To quote Woody Allen
“There are worse things in life than death. Have you ever spent an evening with an insurance salesman?”
All kidding aside, please read this article carefully since it could affect your pocketbook. Florida condominium owners are facing a significant change in the landscape of insurance procurement, not only in terms of the increasing premiums they will pay, but also as it relates to coverage restrictions and cost sharing with their own buildings. Did I just throw you a curveball on the last point? Please allow me to elaborate by example, hopefully without confusing you with a bunch of insurance jargon.
Let’s take the cost sharing issue first. Assume your building contains 120 individually-owned units. Last year, your Association paid a premium of $250,000 for property insurance, but this year’s renewal came in at $450,000. That difference of $200,000 will have a significant impact on your Association’s budget, and translate to, on average, a $1,667 increase in the dues and assessments you pay.
Last year, your Association’s deductible was 1% of the $65,000,000 total insured value of the building. That would work out to a deductible of $650,000 for the Association, of which the individual owner’s share would be just $5417. This was also a calendar year deductible. In 2022, your Association has only been offered a “named storm” deductible. So if, in a given year there were two or more major storms each of which caused damage, the deductible would be applied anew in each instance.

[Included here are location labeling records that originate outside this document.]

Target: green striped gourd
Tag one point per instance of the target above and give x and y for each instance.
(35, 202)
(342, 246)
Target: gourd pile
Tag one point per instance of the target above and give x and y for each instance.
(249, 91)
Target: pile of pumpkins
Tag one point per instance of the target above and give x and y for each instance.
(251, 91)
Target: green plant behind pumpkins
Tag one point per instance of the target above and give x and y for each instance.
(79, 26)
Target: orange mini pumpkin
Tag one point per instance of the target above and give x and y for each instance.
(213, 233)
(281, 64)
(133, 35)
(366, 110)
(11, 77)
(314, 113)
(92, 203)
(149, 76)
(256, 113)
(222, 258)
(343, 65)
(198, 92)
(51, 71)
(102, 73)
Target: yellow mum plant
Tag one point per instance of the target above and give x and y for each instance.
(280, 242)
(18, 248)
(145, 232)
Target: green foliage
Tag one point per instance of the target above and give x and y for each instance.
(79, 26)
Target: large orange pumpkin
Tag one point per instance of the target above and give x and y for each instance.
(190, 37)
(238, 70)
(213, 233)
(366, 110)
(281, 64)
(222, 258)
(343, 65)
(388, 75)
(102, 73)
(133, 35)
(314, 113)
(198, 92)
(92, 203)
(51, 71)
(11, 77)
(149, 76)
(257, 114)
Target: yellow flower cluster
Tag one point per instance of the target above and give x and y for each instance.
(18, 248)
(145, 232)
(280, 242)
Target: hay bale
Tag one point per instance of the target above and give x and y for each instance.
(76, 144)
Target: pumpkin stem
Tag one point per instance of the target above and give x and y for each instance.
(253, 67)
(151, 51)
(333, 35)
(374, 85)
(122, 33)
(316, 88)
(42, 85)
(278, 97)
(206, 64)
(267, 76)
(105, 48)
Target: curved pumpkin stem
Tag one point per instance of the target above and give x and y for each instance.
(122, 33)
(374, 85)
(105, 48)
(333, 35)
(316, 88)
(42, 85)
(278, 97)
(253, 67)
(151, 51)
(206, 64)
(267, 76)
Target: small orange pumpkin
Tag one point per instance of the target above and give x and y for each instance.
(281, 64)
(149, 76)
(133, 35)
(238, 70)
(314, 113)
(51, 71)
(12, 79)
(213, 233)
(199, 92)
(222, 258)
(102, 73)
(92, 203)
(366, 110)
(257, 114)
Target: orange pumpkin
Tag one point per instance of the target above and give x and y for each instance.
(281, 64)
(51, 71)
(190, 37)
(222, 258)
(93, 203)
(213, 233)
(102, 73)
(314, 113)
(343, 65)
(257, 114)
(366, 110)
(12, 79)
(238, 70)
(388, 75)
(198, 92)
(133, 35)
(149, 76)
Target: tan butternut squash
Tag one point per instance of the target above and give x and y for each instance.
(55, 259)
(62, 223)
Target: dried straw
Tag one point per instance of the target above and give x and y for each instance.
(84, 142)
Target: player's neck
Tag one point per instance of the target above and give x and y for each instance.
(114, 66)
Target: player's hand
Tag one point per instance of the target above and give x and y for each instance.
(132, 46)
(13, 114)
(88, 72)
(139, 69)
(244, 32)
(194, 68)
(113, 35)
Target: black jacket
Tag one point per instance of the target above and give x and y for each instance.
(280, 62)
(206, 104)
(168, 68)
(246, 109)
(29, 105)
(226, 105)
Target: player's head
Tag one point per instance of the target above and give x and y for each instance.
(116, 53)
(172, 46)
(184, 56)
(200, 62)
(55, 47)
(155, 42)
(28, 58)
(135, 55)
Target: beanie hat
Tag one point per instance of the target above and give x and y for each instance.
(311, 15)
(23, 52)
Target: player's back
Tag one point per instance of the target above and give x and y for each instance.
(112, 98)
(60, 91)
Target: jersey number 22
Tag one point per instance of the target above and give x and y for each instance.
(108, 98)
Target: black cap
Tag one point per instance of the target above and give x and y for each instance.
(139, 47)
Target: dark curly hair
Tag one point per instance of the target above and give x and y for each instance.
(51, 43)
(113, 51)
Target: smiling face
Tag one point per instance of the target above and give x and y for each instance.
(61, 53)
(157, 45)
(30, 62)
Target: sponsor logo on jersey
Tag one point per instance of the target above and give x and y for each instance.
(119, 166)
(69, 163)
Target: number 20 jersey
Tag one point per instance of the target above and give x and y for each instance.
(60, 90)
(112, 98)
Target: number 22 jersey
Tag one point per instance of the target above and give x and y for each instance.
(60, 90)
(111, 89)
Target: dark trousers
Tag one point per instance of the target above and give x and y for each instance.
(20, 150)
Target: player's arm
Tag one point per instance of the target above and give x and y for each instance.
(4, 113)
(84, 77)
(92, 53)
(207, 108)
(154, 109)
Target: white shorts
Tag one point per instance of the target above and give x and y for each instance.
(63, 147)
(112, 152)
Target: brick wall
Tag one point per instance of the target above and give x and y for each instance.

This year your Association’s board received proposals for a minimum deductible of 5% (instead of 1%) or $3,250,000, which works out to $27,083 per owner. So assume there was a major storm which entailed $3 million worth of damage to the building. The Association would be liable for all of that in repair costs (because it would be below the amount of the deductible). The only way the Association could recoup that expense would be through either a dues increase or a special assessment; either way the individual owner would be on the hook for $27,083. Individual Condo owners who maintain their own HO-6 policies (if you have a mortgage, the mortgage company probably requires that you do so) might be able to purchase additional Loss Assessment Benefit coverage to offset the above figure but most Florida carriers offer base limits only of $2,000.
Now on to the Condo and Homeowners side of the equation, i.e., the insurance premiums you pay individually to your own property insurance carrier. You might ask why this market is in such turmoil. The problem of steadily rising premiums didn’t happen overnight, nor will it be quickly solved. Since Hurricane Irma in 2017, property insurance carriers have incurred five straight years of underwriting losses. One of the largest writers of condo insurance in the state of Florida, announced a $64,500,000 loss in the 4th Quarter of 2021 along with a Combined Loss and Expense ratio of 131% for the year, which equates to a loss of 31 cents on the dollar. This same carrier has put a moratorium on new business writings as of January 1, 2022. Six carriers with significant books of business have become insolvent and four of the six have been liquidated. Fifty-two carriers writing policies in Florida lost more than $1.6 Billion last year. When the State of Florida liquidates an insolvent carrier, the Florida Insurance Guaranty Association (FIGA) steps in to handle covered claims from the insolvent carrier. This financial backstop is funded by assessing solvent carriers in the state, who in turn recoup these assessments by pass-throughs to their policyholders. Just two of the recent insolvencies amount to a 2% policyholder add on. Last but not least, readers should be conversant on Citizens Insurance and how their assessment system also impacts your wallet. Here is a link to their website that provides a great deal of detail on this topic: https://citizensfla.com/assessments
I could go on, but you get the picture and it isn’t pretty. How did we get here? The culprits include climate change, claims fraud, assignment of benefits (AOB), one way attorney fees and increased reinsurance costs to name a few. Legislative solutions have not offered the timely results the industry had hoped for, so the result has been a significant shrinkage in the number of carriers willing to offer coverage, while simultaneously underwriting has been tightened and much higher rates are now in place.
Most importantly, what should the individual condo owner be doing NOW, to avoid or at least minimize the prospect of a very unpleasant surprise when your policies come up for renewal later this year. You should contact your insurance broker to determine whether the insurance carriers covering your risk are remaining in the Florida market and, if so, what is your broker seeing so far in terms of premium increases and coverage restrictions from those carriers. If the carriers are withdrawing, what steps is your broker taking to line-up other carriers for each line of business? Be aware that, under Florida law, you could receive a letter of non-renewal as late as 45 days before your policy expires. Finally, and this too you should discuss with your broker, make certain that you are taking advantage of whatever credits you might be entitled to, e.g., for your building’s fire alarm system, hurricane shutters and glass, water leak detection systems, 24 hour security and other measures either you or your Association may have taken to reduce the risk of loss.